- Directed by: Frank Packard
- Written by: J. Walter Smith (scenario)
- Screenplay by: James Smalley
- Story by: James Smalley
- Produced by: J. P. Joshua
- Starring: J. Walter Smith Tobar Mayo Roxie Young
- Cinematography: Ronald Víctor García
- Edited by: Jack Tucker
- Production company: Jos-To Productions
- Distributed by: Mirror Releasing Xenon Productions
- Release date: March 1977 (US ltd.);
- Running time: 102 minutes
- Country: United States
- Language: English

= Abar, the First Black Superman =

1977 film by Frank Packard

Abar, The First Black Superman is a 1977 blaxploitation superhero film directed by Frank Packard and starring J. Walter Smith, Tobar Mayo, and Roxie Young. When it was released on VHS in 1990, it was re-titled In Your Face.

==Premise==
Upon moving into a bigoted neighbourhood, the scientist father of a persecuted black family gives a superpower elixir to a tough bodyguard, who then becomes a superpowered crimefighter.

==Cast==
- J. Walter Smith as Dr. Kinkade
- Tobar Mayo as John Abar
- Roxie Young as Mrs. Kinkade
- Gladys Lum as Debbie Kinkade
- Tony Rumford as Tommie Kinkade
- Rupert Williams as Jim Kinkade
- Tina James as Susan Kinkade
- Art Jackson as Dudley
- Allen Ogle as Peabody
- Joe Alberti as Hunt
- Dee Turguand as Mabel

==Production==
The film was the brainchild of James Smalley, a black pimp from Louisiana, and Frank Packard, a white actor and screenwriter; it was filmed partly in a working whorehouse. Smalley ran out of money before the film was completed, and had to sell the film to the owner of a film processing lab to settle his unpaid bills.

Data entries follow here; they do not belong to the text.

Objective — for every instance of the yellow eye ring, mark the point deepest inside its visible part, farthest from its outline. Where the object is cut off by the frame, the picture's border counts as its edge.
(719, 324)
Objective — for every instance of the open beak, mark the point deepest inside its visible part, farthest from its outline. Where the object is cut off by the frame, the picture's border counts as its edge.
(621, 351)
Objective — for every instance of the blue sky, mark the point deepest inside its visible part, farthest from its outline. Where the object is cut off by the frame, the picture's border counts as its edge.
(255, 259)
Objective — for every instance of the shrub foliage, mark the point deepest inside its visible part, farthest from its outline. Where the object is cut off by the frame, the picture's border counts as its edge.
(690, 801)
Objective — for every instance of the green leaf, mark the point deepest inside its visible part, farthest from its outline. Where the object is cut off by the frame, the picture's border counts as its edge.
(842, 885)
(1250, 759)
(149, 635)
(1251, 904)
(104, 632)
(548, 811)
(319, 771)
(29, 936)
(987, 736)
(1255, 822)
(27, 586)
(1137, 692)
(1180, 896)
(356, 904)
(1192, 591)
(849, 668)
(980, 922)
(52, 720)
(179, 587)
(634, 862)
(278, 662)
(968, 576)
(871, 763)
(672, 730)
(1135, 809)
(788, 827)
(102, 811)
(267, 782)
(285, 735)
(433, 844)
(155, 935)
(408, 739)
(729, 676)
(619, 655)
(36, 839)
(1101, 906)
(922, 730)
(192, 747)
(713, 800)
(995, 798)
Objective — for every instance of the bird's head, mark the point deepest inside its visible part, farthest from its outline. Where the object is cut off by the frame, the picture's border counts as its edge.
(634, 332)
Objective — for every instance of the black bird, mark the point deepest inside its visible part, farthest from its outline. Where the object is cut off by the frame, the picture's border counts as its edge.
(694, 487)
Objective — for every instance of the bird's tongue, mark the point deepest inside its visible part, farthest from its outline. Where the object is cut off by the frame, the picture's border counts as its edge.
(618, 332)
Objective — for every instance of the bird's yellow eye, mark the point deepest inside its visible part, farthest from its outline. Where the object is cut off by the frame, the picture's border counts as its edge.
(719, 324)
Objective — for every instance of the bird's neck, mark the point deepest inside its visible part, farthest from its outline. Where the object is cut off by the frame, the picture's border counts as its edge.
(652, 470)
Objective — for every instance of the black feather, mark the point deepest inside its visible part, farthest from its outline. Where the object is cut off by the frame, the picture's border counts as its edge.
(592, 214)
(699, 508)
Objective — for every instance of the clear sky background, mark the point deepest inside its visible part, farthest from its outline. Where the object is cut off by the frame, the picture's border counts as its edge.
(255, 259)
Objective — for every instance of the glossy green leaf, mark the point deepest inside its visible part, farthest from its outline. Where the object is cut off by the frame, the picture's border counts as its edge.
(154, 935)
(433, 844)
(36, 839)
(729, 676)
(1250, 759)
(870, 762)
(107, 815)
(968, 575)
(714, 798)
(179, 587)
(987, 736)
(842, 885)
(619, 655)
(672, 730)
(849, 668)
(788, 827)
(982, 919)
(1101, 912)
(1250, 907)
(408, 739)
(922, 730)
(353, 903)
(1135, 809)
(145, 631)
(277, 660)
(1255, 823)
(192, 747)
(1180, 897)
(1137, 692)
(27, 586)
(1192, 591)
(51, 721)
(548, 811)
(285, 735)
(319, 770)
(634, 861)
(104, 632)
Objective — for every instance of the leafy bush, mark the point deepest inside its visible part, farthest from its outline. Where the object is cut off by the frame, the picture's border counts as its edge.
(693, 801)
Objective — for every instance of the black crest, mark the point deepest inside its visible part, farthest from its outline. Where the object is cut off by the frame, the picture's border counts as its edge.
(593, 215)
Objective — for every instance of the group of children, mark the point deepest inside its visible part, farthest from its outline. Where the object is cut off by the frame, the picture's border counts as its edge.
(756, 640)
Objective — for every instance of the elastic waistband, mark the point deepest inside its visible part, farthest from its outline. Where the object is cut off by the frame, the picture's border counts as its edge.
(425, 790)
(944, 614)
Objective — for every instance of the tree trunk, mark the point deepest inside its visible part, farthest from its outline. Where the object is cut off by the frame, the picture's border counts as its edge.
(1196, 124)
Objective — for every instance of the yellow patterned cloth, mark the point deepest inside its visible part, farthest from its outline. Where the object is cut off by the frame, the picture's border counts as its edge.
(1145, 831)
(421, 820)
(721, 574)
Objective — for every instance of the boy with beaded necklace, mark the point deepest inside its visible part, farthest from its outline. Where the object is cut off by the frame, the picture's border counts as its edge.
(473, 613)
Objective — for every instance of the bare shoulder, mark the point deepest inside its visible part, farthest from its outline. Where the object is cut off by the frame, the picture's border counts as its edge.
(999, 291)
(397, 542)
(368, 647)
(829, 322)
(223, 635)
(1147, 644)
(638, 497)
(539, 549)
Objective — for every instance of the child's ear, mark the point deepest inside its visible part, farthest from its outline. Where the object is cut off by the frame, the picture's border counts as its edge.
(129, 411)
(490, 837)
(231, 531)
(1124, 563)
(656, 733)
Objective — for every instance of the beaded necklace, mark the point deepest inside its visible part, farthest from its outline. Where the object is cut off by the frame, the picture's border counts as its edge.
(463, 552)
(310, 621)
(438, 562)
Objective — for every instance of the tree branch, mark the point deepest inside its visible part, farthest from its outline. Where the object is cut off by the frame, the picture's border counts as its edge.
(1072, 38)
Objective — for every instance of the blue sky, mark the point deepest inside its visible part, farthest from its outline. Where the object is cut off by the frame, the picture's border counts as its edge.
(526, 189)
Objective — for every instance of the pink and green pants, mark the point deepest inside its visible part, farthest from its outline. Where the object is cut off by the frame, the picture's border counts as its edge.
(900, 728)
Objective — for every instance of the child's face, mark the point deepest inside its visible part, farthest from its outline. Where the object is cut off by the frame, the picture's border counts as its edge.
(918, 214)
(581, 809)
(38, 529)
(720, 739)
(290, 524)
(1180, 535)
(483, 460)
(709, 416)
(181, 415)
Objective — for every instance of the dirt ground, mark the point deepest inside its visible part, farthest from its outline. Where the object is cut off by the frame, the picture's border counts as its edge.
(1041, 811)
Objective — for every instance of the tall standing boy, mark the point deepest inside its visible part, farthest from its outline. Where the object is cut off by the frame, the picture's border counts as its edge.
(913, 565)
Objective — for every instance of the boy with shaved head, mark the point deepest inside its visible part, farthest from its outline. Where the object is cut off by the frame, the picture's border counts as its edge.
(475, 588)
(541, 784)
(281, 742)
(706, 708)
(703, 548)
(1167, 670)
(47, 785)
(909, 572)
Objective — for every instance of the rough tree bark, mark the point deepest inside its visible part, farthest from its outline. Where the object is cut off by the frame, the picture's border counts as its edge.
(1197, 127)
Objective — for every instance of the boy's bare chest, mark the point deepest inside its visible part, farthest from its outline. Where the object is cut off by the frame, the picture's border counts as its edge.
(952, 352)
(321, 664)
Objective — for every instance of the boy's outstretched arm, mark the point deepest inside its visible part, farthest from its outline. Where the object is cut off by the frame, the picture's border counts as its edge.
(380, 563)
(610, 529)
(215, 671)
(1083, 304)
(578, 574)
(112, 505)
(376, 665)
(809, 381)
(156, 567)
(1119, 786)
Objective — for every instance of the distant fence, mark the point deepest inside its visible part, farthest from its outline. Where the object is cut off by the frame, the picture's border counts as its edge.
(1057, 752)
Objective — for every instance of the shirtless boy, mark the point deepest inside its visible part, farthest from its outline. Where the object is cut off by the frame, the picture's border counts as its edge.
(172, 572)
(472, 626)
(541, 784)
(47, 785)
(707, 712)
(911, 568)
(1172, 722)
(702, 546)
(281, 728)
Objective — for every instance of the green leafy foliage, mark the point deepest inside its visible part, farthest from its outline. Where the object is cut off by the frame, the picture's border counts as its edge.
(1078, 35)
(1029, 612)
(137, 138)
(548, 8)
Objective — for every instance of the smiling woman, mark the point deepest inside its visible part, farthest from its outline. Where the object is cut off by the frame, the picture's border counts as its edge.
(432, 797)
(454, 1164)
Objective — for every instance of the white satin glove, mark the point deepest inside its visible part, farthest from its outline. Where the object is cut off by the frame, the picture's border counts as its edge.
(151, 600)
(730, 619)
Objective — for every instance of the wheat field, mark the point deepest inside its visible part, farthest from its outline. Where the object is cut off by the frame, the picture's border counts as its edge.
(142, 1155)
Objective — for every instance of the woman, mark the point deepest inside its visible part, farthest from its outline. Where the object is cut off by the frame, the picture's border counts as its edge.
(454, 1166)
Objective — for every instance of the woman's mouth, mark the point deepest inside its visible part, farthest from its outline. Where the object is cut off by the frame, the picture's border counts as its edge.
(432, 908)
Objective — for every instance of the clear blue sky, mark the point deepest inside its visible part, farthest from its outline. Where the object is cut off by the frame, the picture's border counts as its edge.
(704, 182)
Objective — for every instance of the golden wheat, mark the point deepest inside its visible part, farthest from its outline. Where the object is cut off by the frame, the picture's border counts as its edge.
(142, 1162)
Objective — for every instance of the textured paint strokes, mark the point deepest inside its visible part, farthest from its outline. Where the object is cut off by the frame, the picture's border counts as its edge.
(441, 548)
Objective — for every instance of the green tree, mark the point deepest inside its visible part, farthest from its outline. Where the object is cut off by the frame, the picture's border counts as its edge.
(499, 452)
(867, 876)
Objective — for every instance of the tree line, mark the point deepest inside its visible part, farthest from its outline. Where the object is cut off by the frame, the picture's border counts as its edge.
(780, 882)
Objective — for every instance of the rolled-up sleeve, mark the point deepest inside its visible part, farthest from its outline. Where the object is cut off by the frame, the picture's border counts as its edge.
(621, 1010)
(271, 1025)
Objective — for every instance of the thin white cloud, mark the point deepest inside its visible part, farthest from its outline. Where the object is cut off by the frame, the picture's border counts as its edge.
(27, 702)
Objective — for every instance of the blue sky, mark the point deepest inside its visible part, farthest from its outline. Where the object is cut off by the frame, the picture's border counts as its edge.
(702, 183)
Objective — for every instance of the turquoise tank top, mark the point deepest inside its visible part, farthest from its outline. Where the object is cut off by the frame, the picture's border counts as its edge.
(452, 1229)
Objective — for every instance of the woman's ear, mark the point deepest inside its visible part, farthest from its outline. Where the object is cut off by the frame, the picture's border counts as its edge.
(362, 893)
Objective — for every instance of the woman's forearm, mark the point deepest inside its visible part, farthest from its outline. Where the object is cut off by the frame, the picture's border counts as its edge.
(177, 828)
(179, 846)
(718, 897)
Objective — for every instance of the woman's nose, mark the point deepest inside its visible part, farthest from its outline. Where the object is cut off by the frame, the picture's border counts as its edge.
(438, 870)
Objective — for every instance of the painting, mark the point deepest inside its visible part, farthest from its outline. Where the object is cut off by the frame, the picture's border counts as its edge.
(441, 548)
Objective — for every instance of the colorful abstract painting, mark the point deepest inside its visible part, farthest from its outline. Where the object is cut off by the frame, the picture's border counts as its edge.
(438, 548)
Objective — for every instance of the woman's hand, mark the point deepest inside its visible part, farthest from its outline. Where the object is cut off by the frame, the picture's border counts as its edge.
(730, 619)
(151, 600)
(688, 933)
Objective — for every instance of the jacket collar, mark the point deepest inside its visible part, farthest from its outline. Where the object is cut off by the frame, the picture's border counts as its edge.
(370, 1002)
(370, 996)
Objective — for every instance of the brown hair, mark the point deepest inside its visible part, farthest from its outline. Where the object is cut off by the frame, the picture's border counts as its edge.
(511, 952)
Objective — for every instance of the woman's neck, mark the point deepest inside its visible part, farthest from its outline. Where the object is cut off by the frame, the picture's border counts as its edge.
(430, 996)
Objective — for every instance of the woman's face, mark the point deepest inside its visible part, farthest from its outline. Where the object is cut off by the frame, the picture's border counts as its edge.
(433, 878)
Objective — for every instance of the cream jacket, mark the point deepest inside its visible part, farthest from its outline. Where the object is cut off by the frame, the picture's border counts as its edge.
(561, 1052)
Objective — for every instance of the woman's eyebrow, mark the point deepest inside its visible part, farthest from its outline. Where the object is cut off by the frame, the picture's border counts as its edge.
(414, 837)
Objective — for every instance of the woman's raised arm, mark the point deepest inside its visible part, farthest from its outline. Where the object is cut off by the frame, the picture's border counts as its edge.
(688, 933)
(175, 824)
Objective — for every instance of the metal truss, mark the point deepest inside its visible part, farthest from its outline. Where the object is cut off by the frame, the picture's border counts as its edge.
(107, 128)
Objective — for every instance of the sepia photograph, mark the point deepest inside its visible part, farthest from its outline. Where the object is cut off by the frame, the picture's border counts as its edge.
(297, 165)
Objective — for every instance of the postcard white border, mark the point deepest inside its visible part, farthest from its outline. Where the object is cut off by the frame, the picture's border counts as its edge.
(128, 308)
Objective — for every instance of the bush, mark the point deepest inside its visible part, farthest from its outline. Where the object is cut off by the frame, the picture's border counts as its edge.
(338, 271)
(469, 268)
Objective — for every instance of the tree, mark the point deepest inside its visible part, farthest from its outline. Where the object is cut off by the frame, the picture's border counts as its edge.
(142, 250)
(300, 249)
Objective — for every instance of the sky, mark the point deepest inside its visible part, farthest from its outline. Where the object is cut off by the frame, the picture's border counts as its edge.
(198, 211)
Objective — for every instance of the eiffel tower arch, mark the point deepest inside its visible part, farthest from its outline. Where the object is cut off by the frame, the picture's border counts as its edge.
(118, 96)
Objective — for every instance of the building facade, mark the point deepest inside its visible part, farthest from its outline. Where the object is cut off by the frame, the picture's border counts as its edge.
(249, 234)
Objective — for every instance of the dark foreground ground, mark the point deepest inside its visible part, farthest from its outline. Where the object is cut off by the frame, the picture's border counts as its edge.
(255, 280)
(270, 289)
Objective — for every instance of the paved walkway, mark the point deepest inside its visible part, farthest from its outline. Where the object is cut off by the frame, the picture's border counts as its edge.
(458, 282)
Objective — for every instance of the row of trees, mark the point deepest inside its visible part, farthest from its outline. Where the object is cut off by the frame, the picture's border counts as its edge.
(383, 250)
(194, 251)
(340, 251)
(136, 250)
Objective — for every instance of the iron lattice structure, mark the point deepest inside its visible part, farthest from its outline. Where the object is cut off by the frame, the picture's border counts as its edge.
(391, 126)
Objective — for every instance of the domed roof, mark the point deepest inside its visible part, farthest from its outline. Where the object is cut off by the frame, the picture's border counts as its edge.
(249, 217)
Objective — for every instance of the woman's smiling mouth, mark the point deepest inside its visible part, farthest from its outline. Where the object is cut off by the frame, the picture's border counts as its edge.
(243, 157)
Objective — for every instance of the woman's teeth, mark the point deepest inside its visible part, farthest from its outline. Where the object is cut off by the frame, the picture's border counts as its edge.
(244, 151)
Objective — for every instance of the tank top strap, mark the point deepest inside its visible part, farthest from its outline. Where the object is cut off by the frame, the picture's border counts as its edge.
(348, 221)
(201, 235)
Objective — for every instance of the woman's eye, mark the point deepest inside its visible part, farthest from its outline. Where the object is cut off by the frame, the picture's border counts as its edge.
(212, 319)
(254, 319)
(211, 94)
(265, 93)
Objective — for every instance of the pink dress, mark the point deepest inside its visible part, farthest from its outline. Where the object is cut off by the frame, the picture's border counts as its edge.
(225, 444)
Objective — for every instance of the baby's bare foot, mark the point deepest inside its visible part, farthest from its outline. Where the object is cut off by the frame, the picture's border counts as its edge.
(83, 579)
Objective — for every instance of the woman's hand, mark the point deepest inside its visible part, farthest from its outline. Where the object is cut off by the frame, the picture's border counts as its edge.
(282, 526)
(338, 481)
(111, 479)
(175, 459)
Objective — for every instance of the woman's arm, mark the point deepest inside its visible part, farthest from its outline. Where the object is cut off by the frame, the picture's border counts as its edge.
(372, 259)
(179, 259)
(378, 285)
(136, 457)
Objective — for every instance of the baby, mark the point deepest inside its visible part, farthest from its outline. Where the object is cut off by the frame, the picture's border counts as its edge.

Originally titled SuperBlack, it was completed in 1975, but not released until 1977, under the name Abar, The First Black Superman; it was renamed again for VHS release as In Your Face. Its original release was very limited, primarily to what was known as the "Chitlin' Circuit" of Southern drive-ins.

The film was shot in the Baldwin Hills and Watts neighbourhoods of Los Angeles without permits to do so, and at one point actual motorcycle gang members who had been hired to play a black motorcycle gang surrounded the cars of the white police officers who had been called in to shut down shooting. The officers chose to stay in their cars.